Inside every child, is a human being with a huge amount of brain power. Children have an amazing capacity to learn, to express, to communicate, and to create.
Why then, don’t we let children make choices? Yes, we must stand by to guide and double check children’s decisions. However, we can still let children make decisions without giving up our authority. For instance, we know our children need a bath, but what is wrong with asking our children: “Would you like a bath before dinner or after dinner?” Try it. Giving children choices eliminates a lot of power struggles.
Here are other examples of choices for children. “Would you like to do your homework before or after your snack? ” “Would you like to have orange juice or milk for breakfast?” “Would you like to brush your teeth before or after you wash your last television. show? “” Would you like to clean your room this Saturday or after school during the week?”

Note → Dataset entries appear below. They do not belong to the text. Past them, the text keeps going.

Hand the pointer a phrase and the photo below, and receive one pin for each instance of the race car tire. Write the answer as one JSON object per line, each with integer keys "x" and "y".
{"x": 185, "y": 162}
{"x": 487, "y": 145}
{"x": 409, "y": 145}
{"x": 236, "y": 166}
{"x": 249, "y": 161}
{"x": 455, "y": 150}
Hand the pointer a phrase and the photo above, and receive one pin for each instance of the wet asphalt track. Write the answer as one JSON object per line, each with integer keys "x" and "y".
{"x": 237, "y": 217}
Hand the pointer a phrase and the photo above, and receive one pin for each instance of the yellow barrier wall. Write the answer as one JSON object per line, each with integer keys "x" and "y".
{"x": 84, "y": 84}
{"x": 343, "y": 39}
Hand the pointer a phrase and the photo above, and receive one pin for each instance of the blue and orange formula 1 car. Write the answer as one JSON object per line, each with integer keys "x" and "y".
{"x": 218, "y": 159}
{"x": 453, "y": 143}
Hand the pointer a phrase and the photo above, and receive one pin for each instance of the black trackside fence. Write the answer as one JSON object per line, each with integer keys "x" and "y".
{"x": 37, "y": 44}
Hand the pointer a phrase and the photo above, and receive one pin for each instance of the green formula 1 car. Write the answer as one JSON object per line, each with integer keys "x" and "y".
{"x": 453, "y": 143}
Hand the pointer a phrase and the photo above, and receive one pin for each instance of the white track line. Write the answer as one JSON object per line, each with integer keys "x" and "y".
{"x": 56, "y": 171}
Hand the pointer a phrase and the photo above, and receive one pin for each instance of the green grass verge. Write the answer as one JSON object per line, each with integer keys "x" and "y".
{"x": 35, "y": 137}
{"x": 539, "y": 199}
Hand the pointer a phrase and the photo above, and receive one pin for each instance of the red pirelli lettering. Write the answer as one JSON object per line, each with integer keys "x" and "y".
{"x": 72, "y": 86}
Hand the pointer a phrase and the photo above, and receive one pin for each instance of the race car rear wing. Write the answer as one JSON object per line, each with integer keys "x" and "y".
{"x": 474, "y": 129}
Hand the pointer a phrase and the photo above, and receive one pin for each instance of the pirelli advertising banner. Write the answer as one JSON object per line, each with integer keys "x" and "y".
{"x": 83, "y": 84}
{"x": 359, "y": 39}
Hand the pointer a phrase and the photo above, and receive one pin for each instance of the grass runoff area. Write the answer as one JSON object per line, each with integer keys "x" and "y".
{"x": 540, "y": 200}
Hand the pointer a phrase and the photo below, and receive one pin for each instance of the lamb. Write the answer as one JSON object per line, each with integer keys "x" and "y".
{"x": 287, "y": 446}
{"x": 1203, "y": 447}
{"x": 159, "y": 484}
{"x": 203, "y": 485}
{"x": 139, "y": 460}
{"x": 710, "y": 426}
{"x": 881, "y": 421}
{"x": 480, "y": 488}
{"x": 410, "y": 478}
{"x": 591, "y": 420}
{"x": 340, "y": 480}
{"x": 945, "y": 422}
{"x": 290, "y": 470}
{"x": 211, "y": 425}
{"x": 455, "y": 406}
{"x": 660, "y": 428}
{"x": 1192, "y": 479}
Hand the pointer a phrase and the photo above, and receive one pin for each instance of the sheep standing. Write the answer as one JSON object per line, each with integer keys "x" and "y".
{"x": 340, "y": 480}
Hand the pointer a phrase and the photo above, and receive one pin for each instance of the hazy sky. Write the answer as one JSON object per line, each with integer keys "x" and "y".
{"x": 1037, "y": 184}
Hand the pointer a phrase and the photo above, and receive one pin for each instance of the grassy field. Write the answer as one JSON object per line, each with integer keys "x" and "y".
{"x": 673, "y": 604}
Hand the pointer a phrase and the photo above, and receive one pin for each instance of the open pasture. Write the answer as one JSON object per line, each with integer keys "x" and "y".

Giving children choices allows children to practice making decisions. Confidence is expressed as the ability to be a decision maker. Giving children choices also allows children to feel like their opinions matter. Finally, giving children choices empowers them.
Building confidence in children, stems from the belief that we think our children are capable human beings. When we send our children the message that they are unique and powerful, we send the message that they are great individuals. On the other hand, when we make all the decisions for children, when we tell them what to do, and treat them like they cannot make decisions for themselves, we send the message that we do not believe they are capable enough to think for themselves. Unfortuately, this sets a destructive pattern that can extend into children’s adult years.
Children build confidence by developing a strong capacity to think for themselves, and to steer their own destinies. Doing so, requires that adults around them step aside a little, and allow children to learn by their own trial and errors.